The Tax Court refers to its decision in Commodores Point Terminal Corp. v. Com’r,
Taxpayer says that the Commissioner may not rely upon section 129(a) because this section was not relied on in his statutory notice to the taxpayer upon which the jurisdiction of the Tax Court was invoked. The Commissioner did, however, deny the surtax exemption and excess profits credit to taxpayer for the entire five months period; and in the Tax Court he relied upon section 129 (a) as well as upon 15(c) in support of his position, and the applicability of 129(a) was expressly passed upon and denied by the Tax Court.

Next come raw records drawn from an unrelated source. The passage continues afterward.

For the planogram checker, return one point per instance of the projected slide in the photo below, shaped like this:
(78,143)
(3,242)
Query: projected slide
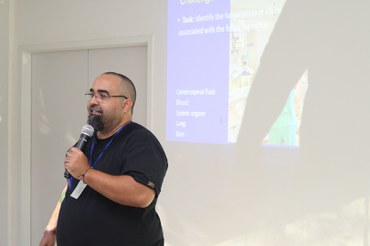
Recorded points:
(214,50)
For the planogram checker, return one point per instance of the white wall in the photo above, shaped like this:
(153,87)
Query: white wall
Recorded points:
(4,27)
(45,23)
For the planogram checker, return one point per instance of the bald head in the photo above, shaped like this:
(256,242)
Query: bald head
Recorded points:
(127,87)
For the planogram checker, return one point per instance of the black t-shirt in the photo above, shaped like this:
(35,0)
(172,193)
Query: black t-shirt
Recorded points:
(93,219)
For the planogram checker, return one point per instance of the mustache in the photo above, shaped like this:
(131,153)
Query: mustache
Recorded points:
(95,108)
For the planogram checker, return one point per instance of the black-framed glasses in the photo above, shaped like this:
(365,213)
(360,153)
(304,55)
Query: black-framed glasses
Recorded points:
(102,96)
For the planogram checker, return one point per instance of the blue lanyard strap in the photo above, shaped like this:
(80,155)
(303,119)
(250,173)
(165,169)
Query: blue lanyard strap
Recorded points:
(101,153)
(105,148)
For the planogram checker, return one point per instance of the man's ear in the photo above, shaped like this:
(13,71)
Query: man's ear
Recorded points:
(127,104)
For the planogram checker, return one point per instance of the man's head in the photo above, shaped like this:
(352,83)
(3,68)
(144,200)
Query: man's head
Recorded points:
(112,98)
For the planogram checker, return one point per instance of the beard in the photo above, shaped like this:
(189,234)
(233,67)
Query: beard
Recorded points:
(96,121)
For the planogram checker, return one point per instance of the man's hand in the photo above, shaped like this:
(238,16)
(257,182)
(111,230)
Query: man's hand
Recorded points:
(48,239)
(76,162)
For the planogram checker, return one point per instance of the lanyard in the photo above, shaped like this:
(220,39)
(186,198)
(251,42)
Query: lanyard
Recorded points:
(101,153)
(105,148)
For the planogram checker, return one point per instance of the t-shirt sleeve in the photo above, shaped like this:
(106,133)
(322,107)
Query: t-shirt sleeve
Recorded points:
(146,161)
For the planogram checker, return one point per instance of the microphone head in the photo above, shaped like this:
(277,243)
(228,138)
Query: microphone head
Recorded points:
(87,130)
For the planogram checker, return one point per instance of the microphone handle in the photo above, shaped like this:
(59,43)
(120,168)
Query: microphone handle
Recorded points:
(67,175)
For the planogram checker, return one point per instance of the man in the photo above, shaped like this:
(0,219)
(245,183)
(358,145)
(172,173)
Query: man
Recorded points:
(116,179)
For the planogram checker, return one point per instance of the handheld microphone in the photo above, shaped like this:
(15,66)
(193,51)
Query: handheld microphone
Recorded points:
(86,132)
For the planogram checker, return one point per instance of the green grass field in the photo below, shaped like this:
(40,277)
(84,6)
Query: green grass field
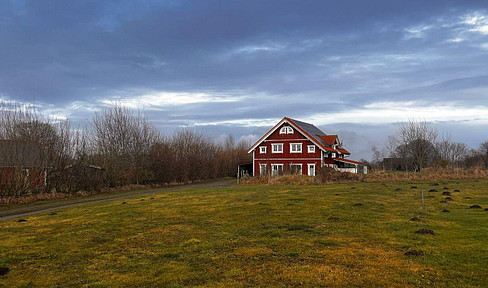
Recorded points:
(257,235)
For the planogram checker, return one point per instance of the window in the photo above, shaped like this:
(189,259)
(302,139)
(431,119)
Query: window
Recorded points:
(296,169)
(311,149)
(277,148)
(276,169)
(286,130)
(262,169)
(311,169)
(296,147)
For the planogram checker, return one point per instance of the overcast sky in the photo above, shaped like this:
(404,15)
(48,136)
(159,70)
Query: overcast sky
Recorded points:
(356,68)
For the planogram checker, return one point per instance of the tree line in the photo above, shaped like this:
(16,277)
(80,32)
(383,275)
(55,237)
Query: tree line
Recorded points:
(417,145)
(117,147)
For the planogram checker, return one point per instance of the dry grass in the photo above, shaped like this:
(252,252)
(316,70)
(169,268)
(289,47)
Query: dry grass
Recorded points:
(427,174)
(334,177)
(256,236)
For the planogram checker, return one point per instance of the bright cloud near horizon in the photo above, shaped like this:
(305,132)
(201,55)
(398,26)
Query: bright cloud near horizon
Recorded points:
(356,68)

When the action of the Commissioner was legally correct on the facts, it should not be held erroneous merely because he referred to the wrong section of the statute as supporting it; and particularly is this true when it appears that before the Tax Court he relied upon the section which was applicable and supported his action.
The decision of the Tax Court will accordingly be affirmed as to the matters embraced in Taxpayer’s appeal and reversed as to the matters embraced in the Commissioner’s appeal; and the case will be remanded to the Tax Court for further proceedings not inconsistent herewith.
Affirmed on Taxpayer’s Appeal.
Reversed and Remanded for further proceedings on Commissioner’s Appeal.
Notes
. This section was added by section 121 (f) of the Revenue Act of 1951 and is applicable only after March 31, 1951, 65 Stat. 468 et seq.
. It is not disputed that the basis of the seven storage tanks in the hands of the taxpayer should be determined by reference to the basis in toe hands of the parent corporation under sections 112(g) (1) (D) and 113(a) (7) (B) of the Internal Revenue Code of 1939, 26 U.S.C.A. §§ 112(g) (1) (D), 113(a) (7) (B).